Here are some examples for using the List Files task.

Using List Files task

To illustrate the use of the List Files task, consider the following workflow that lists all Markdown (.md) files from a public GitHub repository.

To create a workflow definition using Conductor UI:

  1. Go to Definitions > Workflow, from the left navigation menu on your Conductor cluster.
  2. Select + Define workflow.
  3. In the Code tab, paste the following code:

Workflow definition:

{
"name": "list_files_demo",
"description": "Simple test workflow for LIST_FILES",
"version": 1,
"tasks": [
{
"name": "list_files",
"taskReferenceName": "lf",
"inputParameters": {
"inputLocation": "https://github.com/conductor-oss/conductor",
"fileTypes": [
"md"
],
"integrationNames": {},
"outputLocation": ""
},
"type": "LIST_FILES"
}
],
"schemaVersion": 2
}
  1. Select Save > Confirm.

Let’s execute the workflow using the Execute button.

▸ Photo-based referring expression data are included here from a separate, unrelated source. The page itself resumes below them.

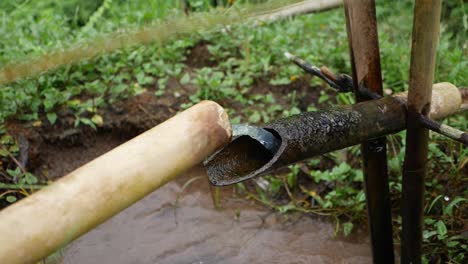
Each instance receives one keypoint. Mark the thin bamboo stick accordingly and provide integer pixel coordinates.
(423, 58)
(361, 24)
(49, 219)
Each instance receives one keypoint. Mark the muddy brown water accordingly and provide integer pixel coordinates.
(154, 230)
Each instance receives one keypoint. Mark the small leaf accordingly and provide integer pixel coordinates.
(37, 123)
(441, 229)
(347, 228)
(3, 153)
(52, 117)
(11, 199)
(449, 209)
(255, 117)
(97, 119)
(185, 79)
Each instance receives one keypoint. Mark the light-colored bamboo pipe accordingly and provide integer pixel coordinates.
(49, 219)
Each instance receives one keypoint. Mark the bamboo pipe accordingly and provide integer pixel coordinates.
(40, 224)
(309, 134)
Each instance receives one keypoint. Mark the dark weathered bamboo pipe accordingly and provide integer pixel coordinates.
(423, 58)
(314, 133)
(44, 222)
(361, 25)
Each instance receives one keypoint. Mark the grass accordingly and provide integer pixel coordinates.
(241, 57)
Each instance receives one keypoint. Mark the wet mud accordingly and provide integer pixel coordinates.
(156, 230)
(181, 225)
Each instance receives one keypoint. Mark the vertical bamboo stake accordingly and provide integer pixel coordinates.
(365, 59)
(423, 58)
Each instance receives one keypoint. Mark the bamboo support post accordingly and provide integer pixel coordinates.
(42, 223)
(361, 24)
(423, 58)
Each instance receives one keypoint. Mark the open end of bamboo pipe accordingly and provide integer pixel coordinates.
(44, 222)
(309, 134)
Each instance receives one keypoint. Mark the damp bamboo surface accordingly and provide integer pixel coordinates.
(426, 26)
(42, 223)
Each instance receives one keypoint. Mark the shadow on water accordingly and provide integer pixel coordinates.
(155, 231)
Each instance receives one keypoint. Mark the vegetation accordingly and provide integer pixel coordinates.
(243, 67)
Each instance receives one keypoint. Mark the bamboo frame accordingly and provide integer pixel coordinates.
(361, 24)
(423, 58)
(40, 224)
(313, 133)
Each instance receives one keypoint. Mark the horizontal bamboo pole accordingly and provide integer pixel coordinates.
(49, 219)
(309, 134)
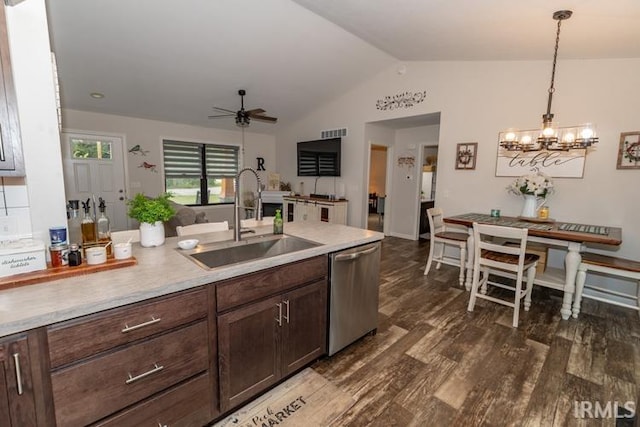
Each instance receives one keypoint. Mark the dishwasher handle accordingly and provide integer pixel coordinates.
(355, 255)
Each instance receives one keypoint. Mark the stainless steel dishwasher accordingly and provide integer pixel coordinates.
(353, 307)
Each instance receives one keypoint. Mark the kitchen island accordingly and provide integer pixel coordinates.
(172, 328)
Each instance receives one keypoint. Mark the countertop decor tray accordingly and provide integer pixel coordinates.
(538, 220)
(55, 273)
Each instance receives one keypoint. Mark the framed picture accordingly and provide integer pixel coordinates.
(273, 182)
(629, 151)
(466, 155)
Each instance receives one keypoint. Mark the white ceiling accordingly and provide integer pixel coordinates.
(173, 61)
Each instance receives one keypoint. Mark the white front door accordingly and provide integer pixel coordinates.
(94, 167)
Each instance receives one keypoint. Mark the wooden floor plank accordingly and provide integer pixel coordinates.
(587, 360)
(542, 403)
(435, 371)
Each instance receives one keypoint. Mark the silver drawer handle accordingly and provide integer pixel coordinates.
(128, 328)
(354, 255)
(279, 318)
(155, 369)
(286, 316)
(16, 362)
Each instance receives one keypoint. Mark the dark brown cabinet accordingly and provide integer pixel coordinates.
(132, 363)
(275, 326)
(303, 326)
(266, 341)
(11, 158)
(17, 397)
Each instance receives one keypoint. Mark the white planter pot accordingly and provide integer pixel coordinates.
(151, 234)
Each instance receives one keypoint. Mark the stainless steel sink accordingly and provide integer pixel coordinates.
(228, 253)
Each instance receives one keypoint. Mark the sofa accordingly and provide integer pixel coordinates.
(185, 215)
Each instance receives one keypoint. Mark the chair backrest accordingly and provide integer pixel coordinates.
(125, 235)
(492, 238)
(252, 222)
(205, 227)
(436, 222)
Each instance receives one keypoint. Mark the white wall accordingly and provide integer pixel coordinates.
(37, 201)
(149, 135)
(476, 101)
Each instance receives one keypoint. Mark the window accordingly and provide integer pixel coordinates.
(200, 174)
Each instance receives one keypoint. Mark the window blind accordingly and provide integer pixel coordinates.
(221, 161)
(185, 160)
(182, 159)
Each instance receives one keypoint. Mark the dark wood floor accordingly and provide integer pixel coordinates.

When executed, this workflow connects to the specified GitHub repository, identifies all files with the .md extension, and returns a list of their absolute paths.

The task output contains a key named files, which stores an array of file URLs retrieved from the repository.

After successful execution, the List Files task produces the following output:

Output of the list files task

Each element in the files array represents one file path from the input location. These paths can be used directly by downstream tasks for further processing.